Si tratta della realizzazione puntuale del controllo delle menti ottenuto attraverso un dosaggio accurato, la somministrazione di informazioni univoche, veri e propri ordini dal comando centrale.
L'applicazione del processo standardizzato all'agire politico è fortemente centralizzato e identitario: centralizzato poiché prevede una struttura incardinata attorno alla personalità del leader/padrone che “illumina” le parti del sistema che vi sono vincolate in maniera paritetica, non avendo funzioni chiaramente distinguibili fra di loro ed essendo formate da parti identiche fra di loro. In quanto identità esse si annullano, poiché un sistema unipolare non tollera che germinino forze contrarie a quella centrale. Personalità talmente forti da minare il predominio della personalità unica sarebbero inaccettabili poiché drenerebbero l'energia al vertice che deve accentrare i poteri in modo da mantenere l'equilibrio interno.
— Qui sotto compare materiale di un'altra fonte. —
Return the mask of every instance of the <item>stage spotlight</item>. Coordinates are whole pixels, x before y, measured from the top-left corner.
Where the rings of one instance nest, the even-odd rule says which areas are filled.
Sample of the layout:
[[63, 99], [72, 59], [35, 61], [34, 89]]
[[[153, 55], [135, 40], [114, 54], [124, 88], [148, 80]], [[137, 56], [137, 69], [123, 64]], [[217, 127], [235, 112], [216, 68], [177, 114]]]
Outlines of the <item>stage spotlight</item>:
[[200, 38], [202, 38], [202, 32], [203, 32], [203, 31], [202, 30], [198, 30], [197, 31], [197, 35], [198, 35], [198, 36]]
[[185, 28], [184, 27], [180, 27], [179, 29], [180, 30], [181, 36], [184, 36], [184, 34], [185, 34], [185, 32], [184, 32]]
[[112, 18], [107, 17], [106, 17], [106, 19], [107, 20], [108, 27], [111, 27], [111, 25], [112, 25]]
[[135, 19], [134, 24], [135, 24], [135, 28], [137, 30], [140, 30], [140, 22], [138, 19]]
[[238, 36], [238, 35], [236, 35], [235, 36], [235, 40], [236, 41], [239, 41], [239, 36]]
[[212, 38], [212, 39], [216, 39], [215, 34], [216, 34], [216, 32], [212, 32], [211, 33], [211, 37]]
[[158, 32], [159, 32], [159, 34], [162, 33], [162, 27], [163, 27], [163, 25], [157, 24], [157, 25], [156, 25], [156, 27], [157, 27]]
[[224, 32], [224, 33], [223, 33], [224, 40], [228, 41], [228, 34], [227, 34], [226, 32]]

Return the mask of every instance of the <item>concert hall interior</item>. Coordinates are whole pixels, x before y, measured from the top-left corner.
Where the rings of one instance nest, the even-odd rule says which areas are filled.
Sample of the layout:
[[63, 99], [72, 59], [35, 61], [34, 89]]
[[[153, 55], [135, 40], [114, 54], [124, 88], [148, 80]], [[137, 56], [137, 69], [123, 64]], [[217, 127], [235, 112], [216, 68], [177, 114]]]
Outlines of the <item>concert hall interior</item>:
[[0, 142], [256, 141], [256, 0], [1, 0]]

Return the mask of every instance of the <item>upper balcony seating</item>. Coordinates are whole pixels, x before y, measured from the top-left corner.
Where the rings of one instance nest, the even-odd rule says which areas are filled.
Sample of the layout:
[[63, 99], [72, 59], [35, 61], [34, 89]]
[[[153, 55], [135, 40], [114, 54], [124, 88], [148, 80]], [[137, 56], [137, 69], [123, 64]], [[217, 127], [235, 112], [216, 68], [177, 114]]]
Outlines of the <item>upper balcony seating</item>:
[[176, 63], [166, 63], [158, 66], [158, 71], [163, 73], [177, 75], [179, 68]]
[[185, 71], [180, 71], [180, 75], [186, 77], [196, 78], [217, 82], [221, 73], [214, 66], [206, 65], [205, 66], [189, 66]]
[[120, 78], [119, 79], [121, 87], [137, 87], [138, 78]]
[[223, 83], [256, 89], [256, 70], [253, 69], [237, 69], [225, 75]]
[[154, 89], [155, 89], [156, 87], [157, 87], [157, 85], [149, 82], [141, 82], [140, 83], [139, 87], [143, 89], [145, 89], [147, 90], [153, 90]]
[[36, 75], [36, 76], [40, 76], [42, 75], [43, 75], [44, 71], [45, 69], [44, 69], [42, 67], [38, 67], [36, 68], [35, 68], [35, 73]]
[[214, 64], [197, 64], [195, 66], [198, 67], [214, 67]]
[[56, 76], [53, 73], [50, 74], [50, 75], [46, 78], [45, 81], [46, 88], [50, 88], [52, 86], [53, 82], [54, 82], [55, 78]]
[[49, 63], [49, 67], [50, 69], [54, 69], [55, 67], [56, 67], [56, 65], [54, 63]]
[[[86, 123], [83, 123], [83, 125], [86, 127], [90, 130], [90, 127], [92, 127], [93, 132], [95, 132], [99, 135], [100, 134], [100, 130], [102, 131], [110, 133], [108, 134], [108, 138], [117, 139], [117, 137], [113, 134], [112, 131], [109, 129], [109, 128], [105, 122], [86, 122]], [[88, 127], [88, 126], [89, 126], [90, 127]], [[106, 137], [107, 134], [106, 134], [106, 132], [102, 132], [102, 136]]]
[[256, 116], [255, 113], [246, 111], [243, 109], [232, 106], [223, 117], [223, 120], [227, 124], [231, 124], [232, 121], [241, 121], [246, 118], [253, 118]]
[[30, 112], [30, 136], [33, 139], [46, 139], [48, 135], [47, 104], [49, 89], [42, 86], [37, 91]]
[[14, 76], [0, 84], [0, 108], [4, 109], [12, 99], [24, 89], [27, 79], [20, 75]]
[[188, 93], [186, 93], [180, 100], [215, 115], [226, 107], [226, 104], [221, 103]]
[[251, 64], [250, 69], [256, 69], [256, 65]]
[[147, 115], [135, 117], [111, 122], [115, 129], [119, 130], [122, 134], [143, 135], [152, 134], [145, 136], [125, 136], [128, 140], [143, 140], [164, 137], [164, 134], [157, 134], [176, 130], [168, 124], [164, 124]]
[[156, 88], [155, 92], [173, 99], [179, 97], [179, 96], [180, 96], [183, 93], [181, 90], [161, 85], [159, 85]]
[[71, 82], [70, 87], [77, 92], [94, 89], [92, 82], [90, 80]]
Un simile sistema può perpetuarsi solo se genera parti identiche fra di loro che continuano il processo di aggregazione e garantiscono la stabilità. Parti standard, appunto, controllate precisamente nel loro funzionamento e intercambiabili.
Modulari come i kit del candidato, dove i programmi politici si applicano indistintamente dalla realtà locale (particolare e quindi diversa) poiché ispirati ad uno schema astratto e governato dal centro. Evidentemente un sistema così autoreferenziale cortocircuita annullandosi qualora venga a mancare il centro irradiatore. Il significato simbolico generato dalla personalità unica (il centro) cessa qualora venga meno ciò che simboleggia: se manca la rappresentazione della personalità, si interrompe il trasferimento di significato dalla persona alla sua immagine. Il flusso del sistema si interrompe, annullando le sue rappresentazioni (i candidati/cloni) e smettendo di irradiare le sue parti e di comunicare con l'esterno.